After I ran out of ideas, I slept on it, blew the pool away in the morning and fell back to a 2x RaidZ2 in the 12 bays for more comparison testing. Oddly enough, I had to opposite results than I expected, my write slowed down a lot and my reads were more constant in RaidZ2. It's still operating much slower than our QNAP or Synology NAS or enterprise SAN systems which range from 8 to 36 drive bays, but it's at least usable now, at least from one client. We'll see how it hopes up as we hammer it harder over the next week or two.
 

Rand__

Well-Known Member
Mar 6, 2014
6,626
1,767
113
My impression (based on personal gut feeling, not actual scientific measurement) is that a mirrored vdev will not distribute writes (and subsequently reads of newly written data) equally to all drives in the array when using only a single thread. Accordingly, reads of that data will not be read from all drives since its only residing on a few of them.

If you run multiple threads this will o/c be better since more drives are involved.

And o/c the IOPS are better since each operation can have access to a fresh spindle with empty disk cache and idle heads...

Observe the input/output bandwith and IOPS for the Z2 to see what your requirements are for single/multiple users
 

wdp

New Member
May 1, 2021
25
2
3
A single camera file can be up to 200-300 mb/s at full quality in a timeline, a big one at least. But most are around 100mb/s less. Anything that was over 100MB, buckled on mirrored vdevs, stuttering in the timeline until it was cached in the playback on the edit bay. Maybe if it spanned across more platters, had more spindles, but with 12 bays, it was really only hitting a few drives most of the time on reads. The only reason I wanted to test out mirrored vdevs is cause the iX engineering crew said it was the way to go for video editing, and I've never really had a server I could just play around with. We usually rack then, raid 6, and start working right away.

So far so good on 2x Raidz2 though. I haven't hit it hard with multiple clients yet, but it is working. I can scrub a timeline fine. And only our biggest 8k camera seems to push it over the edge. CPU usage in reads is relatively low.
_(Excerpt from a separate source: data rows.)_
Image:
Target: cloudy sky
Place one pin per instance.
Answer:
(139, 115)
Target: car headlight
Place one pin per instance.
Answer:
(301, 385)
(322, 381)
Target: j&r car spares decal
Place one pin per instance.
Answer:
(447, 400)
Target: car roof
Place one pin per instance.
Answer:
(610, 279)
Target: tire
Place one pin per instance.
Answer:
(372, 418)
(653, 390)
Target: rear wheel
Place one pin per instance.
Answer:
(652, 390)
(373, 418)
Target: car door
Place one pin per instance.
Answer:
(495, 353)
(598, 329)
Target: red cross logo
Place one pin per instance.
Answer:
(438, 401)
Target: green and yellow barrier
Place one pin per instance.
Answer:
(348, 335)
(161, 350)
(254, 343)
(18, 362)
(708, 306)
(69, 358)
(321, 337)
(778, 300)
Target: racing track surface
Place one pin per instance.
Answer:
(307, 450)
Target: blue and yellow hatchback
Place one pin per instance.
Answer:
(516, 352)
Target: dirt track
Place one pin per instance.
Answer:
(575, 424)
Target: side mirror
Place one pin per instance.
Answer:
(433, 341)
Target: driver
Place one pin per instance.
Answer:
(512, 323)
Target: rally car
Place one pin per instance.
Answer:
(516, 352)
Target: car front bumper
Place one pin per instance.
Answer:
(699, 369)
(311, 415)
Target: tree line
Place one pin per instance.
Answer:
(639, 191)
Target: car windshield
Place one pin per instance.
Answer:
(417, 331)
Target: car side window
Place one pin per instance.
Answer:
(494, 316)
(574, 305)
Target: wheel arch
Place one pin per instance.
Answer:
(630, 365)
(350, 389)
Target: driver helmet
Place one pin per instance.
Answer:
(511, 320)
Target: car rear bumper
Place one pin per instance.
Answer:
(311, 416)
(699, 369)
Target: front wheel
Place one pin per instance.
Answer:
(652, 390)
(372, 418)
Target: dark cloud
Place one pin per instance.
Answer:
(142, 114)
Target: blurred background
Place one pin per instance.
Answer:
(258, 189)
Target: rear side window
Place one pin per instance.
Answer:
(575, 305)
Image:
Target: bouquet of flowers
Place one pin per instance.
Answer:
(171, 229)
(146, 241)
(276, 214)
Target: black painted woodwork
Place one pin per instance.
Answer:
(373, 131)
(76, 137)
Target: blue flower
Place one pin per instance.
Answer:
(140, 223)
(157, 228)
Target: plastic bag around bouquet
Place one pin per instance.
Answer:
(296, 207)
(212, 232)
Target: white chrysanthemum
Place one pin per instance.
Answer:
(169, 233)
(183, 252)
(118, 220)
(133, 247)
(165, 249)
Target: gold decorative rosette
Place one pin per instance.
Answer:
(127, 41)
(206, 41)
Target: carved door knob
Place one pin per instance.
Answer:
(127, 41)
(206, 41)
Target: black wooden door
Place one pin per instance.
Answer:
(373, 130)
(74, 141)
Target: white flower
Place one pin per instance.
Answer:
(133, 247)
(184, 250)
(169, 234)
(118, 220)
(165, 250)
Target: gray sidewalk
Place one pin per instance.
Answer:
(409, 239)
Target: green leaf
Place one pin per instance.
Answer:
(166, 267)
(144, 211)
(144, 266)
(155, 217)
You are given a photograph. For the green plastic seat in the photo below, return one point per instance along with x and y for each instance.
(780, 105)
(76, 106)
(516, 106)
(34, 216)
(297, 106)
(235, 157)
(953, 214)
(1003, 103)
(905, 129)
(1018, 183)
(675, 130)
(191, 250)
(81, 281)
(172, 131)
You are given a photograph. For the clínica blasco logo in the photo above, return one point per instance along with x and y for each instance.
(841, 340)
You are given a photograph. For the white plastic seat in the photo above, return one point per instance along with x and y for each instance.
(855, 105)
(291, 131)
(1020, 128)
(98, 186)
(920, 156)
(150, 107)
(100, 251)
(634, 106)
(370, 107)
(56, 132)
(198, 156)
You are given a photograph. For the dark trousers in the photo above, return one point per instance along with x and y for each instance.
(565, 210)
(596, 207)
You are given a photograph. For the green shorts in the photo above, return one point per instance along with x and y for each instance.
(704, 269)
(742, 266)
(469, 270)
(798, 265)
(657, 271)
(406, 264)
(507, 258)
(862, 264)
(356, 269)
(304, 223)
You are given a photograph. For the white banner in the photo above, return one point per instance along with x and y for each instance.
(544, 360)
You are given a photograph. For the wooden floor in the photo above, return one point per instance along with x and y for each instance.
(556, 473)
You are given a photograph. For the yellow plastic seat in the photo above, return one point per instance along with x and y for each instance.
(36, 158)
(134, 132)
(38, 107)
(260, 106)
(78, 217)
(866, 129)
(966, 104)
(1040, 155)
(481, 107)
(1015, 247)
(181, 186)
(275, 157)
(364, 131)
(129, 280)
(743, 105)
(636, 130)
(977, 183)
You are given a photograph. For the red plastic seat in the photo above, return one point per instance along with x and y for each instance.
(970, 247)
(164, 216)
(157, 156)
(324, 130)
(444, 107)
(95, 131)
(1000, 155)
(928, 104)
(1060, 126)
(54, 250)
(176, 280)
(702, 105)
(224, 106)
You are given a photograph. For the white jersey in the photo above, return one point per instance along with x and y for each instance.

I guess I just expected mirrored vdevs to distribute more? what would happen is large chunks of data were only in 1-2 places it seems. for small files, lots of users, that would be fine. For something big, a single machine would buckle that section over the server.
 

Rand__

Well-Known Member
Mar 6, 2014
6,626
1,767
113
I guess I just expected mirrored vdevs to distribute more? what would happen is large chunks of data were only in 1-2 places it seems. for small files, lots of users, that would be fine. For something big, a single machine would buckle that section over the server.
Me too, learned the hard way.


Run whats working for you, as long as you do realistic tests that should be fine.
Just remember performance will drop if the pool gets fuller.